31865 |
afschuining |
chanfrein:
sxǫfręln (K317p Leopoldsburg),
šãnfrē̜ (K353p Tessenderlo),
šomfrē̜ (K353p Tessenderlo),
šǝfręjn (K317p Leopoldsburg),
šǫwfręjn (L421p Dilsen),
šǭfrē̜ (Q162p Tongeren),
mussenbek:
møsǝbɛk (K353p Tessenderlo),
naas:
nās (L328p Heel),
schuine kant:
schuine kant (K317p Leopoldsburg),
šȳn kantj (L330p Herten),
schuinse kant:
šȳnsǝ kantj (L387p Posterholt),
šājnsǝ kant (Q083p Bilzen),
schuinte:
sxȳntǝ (L271p Venlo),
vaas:
vās (Q204a Mechelen),
vellingkant:
vęleŋkantj (L387p Posterholt),
visbek:
ves˱bɛk (L163p Ottersum, ...
L299p Reuver),
veš˱bɛk (Q121c Bleijerheide),
vø̜š˱bɛk (L385p Sint Odilienberg, ...
Q020p Sittard),
visbekje:
vęš˱bɛkskǝ (Q015p Stein),
vissengraatje:
vęsǝgrø̜̄tjǝ (L330p Herten)
|
De schuinte die ontstaat door de kant van een stuk hout te schaven.

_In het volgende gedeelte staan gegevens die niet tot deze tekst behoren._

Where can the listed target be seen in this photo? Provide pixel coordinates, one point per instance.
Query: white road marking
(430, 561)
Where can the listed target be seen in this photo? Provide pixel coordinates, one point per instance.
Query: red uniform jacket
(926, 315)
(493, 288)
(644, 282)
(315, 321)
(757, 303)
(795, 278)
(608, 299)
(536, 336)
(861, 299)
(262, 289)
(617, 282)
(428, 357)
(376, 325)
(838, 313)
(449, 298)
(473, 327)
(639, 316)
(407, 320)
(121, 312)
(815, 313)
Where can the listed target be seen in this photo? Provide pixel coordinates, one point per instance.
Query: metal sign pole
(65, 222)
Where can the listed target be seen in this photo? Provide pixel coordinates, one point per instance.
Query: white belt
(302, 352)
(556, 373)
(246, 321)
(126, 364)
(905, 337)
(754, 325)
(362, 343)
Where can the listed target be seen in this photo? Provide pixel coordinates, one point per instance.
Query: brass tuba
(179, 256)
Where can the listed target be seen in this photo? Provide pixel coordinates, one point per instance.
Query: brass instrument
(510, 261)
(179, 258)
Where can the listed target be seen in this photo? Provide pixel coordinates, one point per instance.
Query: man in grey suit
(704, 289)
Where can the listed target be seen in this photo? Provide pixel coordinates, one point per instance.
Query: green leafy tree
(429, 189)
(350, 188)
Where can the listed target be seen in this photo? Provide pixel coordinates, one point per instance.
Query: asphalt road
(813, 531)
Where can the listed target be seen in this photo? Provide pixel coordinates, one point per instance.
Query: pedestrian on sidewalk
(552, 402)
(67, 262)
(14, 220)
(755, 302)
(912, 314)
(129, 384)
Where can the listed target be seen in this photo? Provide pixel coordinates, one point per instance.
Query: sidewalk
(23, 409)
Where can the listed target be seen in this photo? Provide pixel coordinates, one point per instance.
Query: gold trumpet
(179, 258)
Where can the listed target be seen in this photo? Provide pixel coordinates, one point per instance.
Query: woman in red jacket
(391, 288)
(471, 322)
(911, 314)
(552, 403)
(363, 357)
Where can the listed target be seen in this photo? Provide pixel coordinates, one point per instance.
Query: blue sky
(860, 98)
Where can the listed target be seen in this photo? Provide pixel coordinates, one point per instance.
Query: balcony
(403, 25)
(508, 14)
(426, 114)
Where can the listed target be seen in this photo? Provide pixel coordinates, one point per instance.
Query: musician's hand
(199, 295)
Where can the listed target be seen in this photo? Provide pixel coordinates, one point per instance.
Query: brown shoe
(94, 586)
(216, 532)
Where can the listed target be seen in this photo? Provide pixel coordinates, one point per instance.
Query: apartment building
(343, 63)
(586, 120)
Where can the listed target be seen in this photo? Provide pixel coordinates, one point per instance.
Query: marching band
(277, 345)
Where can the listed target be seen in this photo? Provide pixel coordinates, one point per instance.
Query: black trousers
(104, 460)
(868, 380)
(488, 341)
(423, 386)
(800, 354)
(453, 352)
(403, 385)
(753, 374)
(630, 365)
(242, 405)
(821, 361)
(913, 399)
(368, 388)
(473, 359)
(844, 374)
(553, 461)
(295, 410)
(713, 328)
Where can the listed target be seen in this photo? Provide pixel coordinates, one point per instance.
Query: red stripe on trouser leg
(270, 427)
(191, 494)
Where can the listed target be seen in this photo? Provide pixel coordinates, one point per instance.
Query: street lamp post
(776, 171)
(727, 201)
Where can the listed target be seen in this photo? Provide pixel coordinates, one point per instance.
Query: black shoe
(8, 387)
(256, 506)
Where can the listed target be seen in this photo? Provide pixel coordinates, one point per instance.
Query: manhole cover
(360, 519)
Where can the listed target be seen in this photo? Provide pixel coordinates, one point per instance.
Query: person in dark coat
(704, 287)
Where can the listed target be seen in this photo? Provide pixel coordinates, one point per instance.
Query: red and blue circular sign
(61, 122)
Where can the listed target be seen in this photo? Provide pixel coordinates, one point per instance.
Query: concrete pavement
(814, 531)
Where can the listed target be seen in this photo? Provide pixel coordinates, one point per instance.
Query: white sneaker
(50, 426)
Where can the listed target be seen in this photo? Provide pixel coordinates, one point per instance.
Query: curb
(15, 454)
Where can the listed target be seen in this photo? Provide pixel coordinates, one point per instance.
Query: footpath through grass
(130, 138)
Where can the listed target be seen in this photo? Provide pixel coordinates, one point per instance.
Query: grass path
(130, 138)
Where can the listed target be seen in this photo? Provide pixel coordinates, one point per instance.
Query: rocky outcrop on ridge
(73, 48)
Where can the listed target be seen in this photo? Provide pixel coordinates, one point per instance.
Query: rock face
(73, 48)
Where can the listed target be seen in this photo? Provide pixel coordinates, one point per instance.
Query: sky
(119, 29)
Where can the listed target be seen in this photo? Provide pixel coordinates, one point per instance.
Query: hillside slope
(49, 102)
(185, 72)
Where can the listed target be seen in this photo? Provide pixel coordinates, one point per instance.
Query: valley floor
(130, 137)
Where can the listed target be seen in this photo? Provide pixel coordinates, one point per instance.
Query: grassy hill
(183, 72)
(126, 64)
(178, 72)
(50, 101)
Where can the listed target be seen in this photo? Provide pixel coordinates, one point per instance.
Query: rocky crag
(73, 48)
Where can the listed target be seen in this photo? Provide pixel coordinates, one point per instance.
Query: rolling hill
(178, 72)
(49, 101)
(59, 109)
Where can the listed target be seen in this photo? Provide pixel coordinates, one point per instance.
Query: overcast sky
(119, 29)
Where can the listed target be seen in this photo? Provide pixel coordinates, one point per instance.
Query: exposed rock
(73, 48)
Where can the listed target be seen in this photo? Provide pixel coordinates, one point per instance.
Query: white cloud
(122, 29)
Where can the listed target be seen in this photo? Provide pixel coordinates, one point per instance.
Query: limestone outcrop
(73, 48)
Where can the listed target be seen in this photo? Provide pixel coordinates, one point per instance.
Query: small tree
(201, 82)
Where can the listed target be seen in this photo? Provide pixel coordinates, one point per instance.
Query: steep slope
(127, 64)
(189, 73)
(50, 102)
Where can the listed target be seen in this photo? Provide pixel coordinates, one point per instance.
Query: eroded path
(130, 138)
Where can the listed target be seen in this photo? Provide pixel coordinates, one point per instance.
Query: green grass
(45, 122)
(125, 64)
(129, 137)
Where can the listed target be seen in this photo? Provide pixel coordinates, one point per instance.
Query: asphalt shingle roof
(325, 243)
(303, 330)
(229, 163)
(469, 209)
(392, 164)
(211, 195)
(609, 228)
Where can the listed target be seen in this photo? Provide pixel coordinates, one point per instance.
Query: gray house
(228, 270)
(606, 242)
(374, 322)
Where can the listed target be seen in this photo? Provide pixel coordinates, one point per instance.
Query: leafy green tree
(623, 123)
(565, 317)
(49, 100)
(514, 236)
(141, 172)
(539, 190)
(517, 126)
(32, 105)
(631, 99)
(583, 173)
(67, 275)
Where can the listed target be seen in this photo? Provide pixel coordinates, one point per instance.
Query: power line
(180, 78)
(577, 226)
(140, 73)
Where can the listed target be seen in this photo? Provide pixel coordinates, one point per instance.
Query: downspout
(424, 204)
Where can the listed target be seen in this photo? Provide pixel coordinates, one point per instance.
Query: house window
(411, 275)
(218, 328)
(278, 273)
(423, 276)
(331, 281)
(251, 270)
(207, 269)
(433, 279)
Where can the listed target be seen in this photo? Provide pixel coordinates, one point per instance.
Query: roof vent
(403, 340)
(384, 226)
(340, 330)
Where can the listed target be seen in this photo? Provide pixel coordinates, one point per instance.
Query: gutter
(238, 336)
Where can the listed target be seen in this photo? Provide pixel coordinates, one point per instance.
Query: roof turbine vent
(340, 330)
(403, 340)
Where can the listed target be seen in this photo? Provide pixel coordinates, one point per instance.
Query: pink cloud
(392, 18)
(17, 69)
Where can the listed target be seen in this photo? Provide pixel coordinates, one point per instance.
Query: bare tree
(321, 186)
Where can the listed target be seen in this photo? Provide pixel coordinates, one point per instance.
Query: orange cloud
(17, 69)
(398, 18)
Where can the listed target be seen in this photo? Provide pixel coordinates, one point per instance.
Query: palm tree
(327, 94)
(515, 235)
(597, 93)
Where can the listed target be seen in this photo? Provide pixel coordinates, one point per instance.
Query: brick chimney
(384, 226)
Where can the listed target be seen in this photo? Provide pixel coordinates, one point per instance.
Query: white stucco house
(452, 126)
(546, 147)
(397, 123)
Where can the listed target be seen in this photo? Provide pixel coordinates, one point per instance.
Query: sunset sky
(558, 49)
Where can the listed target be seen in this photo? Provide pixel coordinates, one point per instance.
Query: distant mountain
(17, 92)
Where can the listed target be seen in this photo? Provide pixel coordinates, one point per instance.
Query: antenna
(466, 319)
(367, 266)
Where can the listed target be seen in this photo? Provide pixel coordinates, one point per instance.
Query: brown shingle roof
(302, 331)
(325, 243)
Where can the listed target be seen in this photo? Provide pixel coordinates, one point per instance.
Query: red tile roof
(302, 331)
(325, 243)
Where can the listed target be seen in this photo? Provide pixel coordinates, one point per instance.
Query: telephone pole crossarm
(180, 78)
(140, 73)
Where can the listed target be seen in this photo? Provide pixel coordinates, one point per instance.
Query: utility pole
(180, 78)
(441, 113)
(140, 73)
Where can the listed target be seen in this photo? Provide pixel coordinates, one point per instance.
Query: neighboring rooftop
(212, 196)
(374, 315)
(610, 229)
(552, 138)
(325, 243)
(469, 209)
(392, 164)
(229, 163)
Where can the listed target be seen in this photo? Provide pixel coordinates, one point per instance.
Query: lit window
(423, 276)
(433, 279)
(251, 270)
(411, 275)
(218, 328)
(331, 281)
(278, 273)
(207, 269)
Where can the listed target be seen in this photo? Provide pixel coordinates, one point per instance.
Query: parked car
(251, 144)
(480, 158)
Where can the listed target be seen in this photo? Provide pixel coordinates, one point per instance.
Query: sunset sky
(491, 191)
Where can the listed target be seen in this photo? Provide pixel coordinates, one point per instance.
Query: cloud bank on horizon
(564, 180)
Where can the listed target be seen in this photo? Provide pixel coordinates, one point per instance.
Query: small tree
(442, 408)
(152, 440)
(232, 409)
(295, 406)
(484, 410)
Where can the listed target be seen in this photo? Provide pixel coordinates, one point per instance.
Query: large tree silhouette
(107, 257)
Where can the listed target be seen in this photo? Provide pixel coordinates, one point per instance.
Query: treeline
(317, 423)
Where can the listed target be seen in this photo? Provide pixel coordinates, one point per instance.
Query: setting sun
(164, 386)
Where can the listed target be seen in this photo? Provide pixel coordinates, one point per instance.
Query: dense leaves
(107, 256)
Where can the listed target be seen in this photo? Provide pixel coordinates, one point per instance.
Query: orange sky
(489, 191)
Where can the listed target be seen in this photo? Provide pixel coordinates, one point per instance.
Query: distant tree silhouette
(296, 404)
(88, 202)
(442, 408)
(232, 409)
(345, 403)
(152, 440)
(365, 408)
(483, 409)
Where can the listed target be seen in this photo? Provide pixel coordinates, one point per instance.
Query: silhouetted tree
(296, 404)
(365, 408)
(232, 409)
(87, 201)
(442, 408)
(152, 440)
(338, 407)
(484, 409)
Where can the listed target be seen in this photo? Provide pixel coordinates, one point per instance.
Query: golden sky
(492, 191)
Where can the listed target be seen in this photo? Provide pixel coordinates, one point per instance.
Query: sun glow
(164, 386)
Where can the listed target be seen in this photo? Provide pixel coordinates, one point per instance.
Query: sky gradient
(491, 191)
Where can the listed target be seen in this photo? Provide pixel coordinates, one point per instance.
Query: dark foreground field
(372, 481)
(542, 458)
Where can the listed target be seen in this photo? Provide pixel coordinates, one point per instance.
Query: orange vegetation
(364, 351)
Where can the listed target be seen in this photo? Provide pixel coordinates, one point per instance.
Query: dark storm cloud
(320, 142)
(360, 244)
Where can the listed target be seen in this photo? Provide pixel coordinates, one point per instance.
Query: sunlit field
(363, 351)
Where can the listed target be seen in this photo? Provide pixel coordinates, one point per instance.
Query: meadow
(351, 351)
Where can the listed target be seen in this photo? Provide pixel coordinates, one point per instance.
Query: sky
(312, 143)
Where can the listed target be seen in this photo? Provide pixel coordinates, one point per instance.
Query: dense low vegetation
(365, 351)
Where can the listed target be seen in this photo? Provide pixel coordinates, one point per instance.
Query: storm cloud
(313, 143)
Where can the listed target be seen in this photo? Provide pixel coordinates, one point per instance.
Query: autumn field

Zie ook afb. 52. Vgl. voor het woordtype vaas, dat werd opgegeven door de respondent uit Mechelen (Q 204a), ook wnt XVIII, kol. 632, s.v. vasche, ø̄reep, strookø̄. Wanneer twee stukken hout die elk aan de lange, smalle zijde van een afschuining zijn voorzien, tegen elkaar worden bevestigd, ontstaat een V-vormige uitsparing, die visbek wordt genoemd. [N 53, 125b; monogr.]